Inchworm is the novella you’ve yet to write, the bedtime story you will one day tell, and the fanciful version of your life that you live only in your head. Culled from the hearts and minds of Chicago’s most underrated tavern troubadours and best-kept secrets, the group’s inception itself is the stuff of dusty legend.
In the summer of 2003, guitarist and vocalist Matthew Baugher was given a son's nightmare of a summer job: travel deep into the Southern Illinois valley to restore and renovate his father's ill-purchased Lake Paradise cabin. Fearing years of hard labor on his own, Matthew enlisted the help of three trusted friends from the Chicago independent music scene: Brian Morrissey, Mike Holtz, and Dan Ingenthron. With implements and instruments in hand, the wrecking crew rock band that would become Inchworm was born somewhere along a desolate stretch of I-57.
The boys spent the entire summer of 2003 hammering and harmonizing, composting and composing, scrubbing and scratching together the kind of music that the time-forgotten cabin seemed to be longing for – organic, folk-laden pop with reverent undertones of ragged blues and barroom psychedelia. With the established pattern of long working days and longer jamming nights as comfortable as their worn-in jeans, the quartet soon neared the end of the summer and the completion of their task.
Only one area on the property remained untouched, and for good reason: it was rumored that the cabin's attic was haunted by the ghost of a pianist who had entertained patrons at the Green Parrot Saloon in Paradise Township. Sometime during the years following prohibition, the pianist was murdered in the cabin by a jealous lover and the soul of the place seemed to die with him. The musty room sagged with sorrow; a melancholy, tuneless song on a decrepit piano. In respectful silence, the boys attended to their task. They opened windows, swept away decades of dust, and let the sunlight shine in on a half-century of darkness.
In the bottom of a steamer trunk, they found a sepia-toned photograph of four men proudly holding their instruments in the parlor of the Green Parrot. At the center of the photo, the ill-fated piano player's sly smile was framed by the group's name on the drummer's bass drum: Inchworm. Slowly, smiles crept across the young men's faces and Baugher cautiously hummed a melody. Morrissey and Ingenthron soon joined him, Holtz tapping out a beat with a pair of old coat hangers on that old trunk in the corner of the room. The song swelled louder and louder with all of the heart and pride and joy that had been locked up in that room for so many years, and somewhere in the background, each man agreed that he'd heard a honky-tonk piano.

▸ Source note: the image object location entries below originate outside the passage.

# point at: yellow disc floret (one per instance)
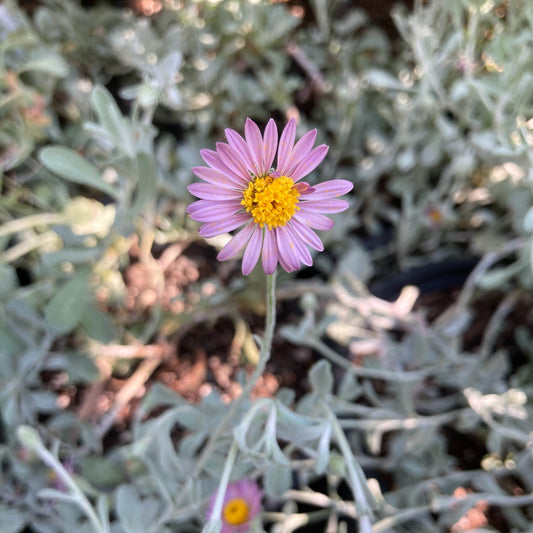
(271, 201)
(236, 511)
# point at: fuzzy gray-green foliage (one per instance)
(435, 129)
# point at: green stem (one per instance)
(264, 356)
(355, 474)
(50, 460)
(223, 485)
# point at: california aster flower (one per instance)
(278, 211)
(242, 504)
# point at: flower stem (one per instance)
(264, 356)
(222, 486)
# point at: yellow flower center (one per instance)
(236, 511)
(271, 201)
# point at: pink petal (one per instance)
(270, 144)
(207, 191)
(301, 250)
(240, 146)
(212, 211)
(286, 143)
(287, 248)
(313, 220)
(255, 144)
(217, 178)
(324, 206)
(270, 251)
(300, 151)
(307, 235)
(284, 265)
(329, 189)
(252, 251)
(313, 159)
(211, 229)
(233, 161)
(236, 244)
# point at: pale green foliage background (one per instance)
(102, 115)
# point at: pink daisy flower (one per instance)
(278, 211)
(242, 503)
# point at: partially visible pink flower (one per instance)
(278, 211)
(242, 503)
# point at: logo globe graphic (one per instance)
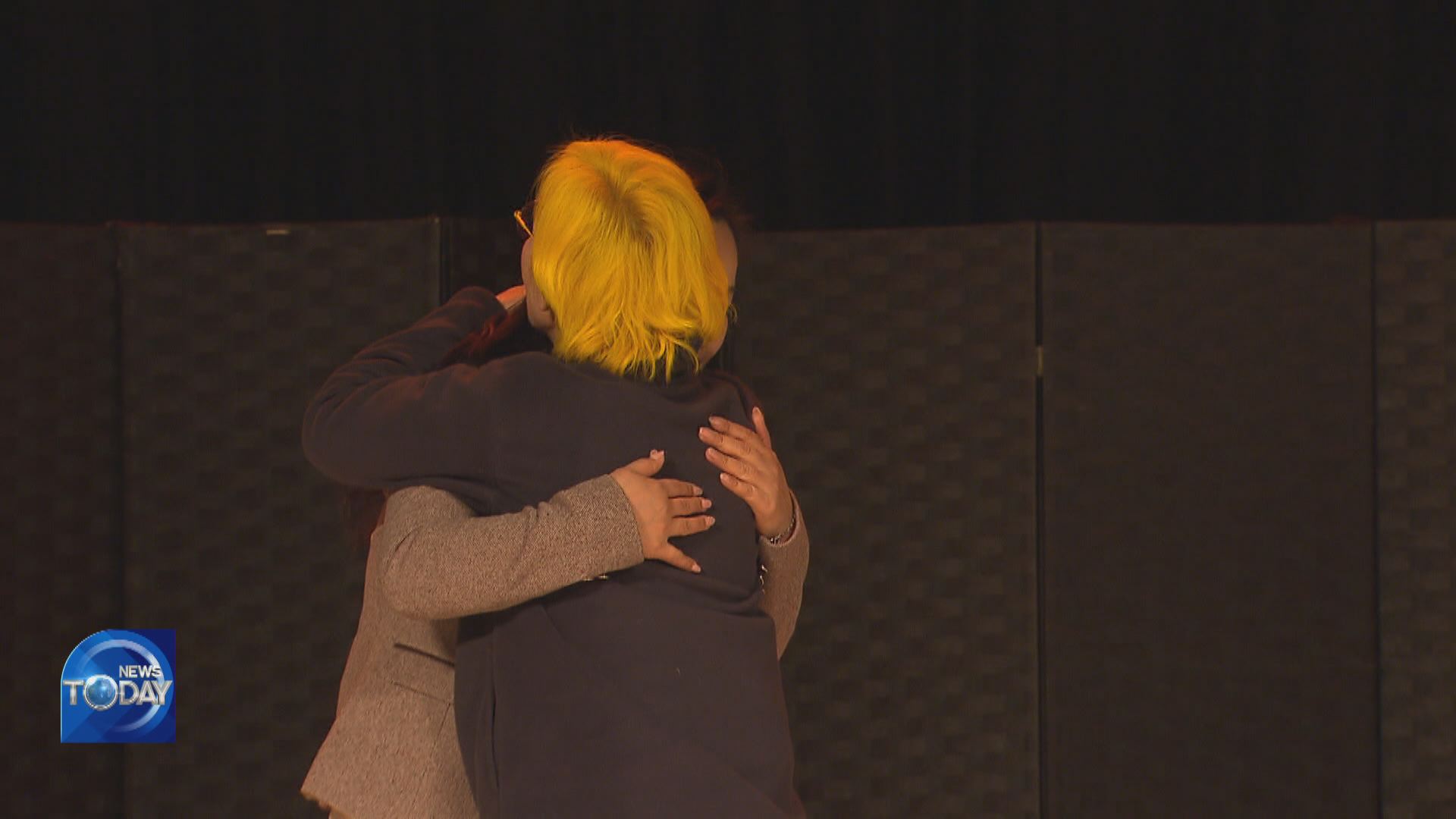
(99, 691)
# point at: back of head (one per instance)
(625, 257)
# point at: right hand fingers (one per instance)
(673, 556)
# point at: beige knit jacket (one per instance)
(392, 749)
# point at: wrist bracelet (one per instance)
(786, 534)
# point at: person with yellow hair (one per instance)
(648, 691)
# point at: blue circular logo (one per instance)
(120, 687)
(101, 691)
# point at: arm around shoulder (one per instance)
(783, 570)
(443, 561)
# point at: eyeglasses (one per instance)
(523, 219)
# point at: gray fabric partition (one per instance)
(232, 538)
(1416, 331)
(897, 369)
(63, 500)
(1209, 570)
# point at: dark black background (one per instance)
(827, 115)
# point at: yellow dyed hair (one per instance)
(626, 259)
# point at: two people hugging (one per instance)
(590, 560)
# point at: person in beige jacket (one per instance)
(392, 749)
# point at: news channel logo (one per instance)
(118, 687)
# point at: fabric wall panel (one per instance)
(232, 538)
(63, 500)
(1209, 570)
(897, 372)
(1416, 347)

Almost 5 years later, the DIY spirit that incubated that long-ago summer remains alive and well in Inchworm. Sheep in Wolf’s Clothing was written and recorded by Inchworm in the places that inspire them most – their homes, hangouts, and the habitat they call Chicago. Creating a mood is as important as crafting a melody to Inchworm - soaring harmonies and atmospheric tones color songs like “Simple Days Without Money” and “Learn to Grift,” while “Green House Grown” saunters along like a Tom Waits melody with a Bourbon Street hangover. In just six songs, the band proves that the ability to translate one’s ideas from the rehearsal space to tape is a skill that’s all to often overlooked in today’s world of pricey studios and sound-altering producers. When a band can express itself as intimately and completely as Inchworm has on Sheep in Wolf’s Clothing, the result is a cohesive, translatable, and memorable musical statement.